Chemotherapy-related cognitive deficits are a major neurological problem, but the underlying mechanisms are unclear. However, very few studies have looked at the possible ways of preventing this stress-induced deficit. Thus, we investigated the relationship between cisplatin (Cis) exposure to acetylcholinesterase, ATPase, oxidative stress biomarkers, and impaired behavior performance and the possible protecting mechanism of naringin (Nar), a plant-derived flavonoid, in aged rats. The experimental procedures were divided in two sets of experiments. In the first, the animals were divided into four groups: vehicle, Nar 25 mg/kg, Nar 50 mg/kg, and Nar 100 mg/kg. In the second, the animals were divided into four groups: Cis (5 mg kg(-1) week(-1) for five consecutive weeks), Cis plus Nar (25 mg/kg), Cis plus Nar (50 mg/kg), and Cis plus Nar (100 mg/kg). Results showed that Cis exposure leads to the increase in acetylcholinesterase associated with a significant increase in mRNA levels of acetylcholinesterase and the inducible nitric oxide synthase (iNOS) in the hippocampus. Moreover, a decrease in membrane-bound ATPase enzyme activities and enzymatic and nonenzymatic antioxidant activities in the hippocampus and an increase in the levels of malondialdehyde (MDA), protein carbonyls (PCO), nitrite formation (NO), and reactive oxygen species (ROS) levels were found.

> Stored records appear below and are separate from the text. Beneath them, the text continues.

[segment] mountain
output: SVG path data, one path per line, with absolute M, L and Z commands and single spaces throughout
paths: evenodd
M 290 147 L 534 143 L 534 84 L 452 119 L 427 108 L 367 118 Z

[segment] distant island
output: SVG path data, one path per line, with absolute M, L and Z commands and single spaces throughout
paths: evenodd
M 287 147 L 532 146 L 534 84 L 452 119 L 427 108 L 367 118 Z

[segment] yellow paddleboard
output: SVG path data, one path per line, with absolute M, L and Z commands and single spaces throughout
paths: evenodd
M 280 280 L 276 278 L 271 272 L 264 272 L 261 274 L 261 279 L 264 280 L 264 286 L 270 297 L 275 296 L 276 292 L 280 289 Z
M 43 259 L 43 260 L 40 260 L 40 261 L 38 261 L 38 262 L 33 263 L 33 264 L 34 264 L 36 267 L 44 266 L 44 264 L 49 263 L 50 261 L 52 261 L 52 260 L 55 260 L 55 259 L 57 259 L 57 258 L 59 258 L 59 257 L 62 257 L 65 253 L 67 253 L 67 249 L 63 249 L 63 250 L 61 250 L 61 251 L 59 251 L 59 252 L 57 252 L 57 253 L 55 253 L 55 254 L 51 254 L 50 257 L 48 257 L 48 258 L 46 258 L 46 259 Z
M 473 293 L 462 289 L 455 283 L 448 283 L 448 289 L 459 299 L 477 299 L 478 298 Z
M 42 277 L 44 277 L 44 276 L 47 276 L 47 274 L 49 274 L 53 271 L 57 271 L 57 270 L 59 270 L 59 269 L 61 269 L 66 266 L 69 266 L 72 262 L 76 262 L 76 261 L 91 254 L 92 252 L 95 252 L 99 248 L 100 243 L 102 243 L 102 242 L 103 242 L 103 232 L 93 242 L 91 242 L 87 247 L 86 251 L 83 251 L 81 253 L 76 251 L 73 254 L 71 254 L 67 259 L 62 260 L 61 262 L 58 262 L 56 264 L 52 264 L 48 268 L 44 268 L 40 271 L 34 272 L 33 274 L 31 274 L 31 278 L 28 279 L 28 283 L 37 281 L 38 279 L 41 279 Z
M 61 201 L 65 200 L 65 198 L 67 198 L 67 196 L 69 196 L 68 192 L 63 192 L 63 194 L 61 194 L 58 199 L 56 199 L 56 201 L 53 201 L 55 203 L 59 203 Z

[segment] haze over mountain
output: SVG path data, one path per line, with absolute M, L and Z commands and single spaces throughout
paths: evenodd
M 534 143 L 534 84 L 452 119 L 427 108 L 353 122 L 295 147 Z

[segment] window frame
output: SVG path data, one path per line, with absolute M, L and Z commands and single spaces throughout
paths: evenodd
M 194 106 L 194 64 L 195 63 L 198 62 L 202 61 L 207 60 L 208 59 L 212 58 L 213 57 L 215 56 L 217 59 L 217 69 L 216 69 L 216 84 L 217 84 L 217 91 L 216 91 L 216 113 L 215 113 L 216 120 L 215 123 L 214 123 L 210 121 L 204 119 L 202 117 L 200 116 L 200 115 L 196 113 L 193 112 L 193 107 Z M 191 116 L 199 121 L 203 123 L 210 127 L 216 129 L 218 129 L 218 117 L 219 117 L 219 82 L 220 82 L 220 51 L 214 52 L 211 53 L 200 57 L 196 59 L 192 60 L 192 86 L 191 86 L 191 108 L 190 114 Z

Further, Cis-induced neuronal alterations were evidenced by impairment behavioral performance. Treatment with Nar significantly and dose-dependently prevented all the behavioral, biochemical, and molecular alterations in aged rats treated with cisplatin. Thus, findings from the current study demonstrate the possible involvement of oxidative-stress-mediated inflammatory signaling in Cis-induced cognitive dysfunction and also suggests the effectiveness of naringin in preventing cognitive deficits in chemotherapy-induced peripheral neuropathy.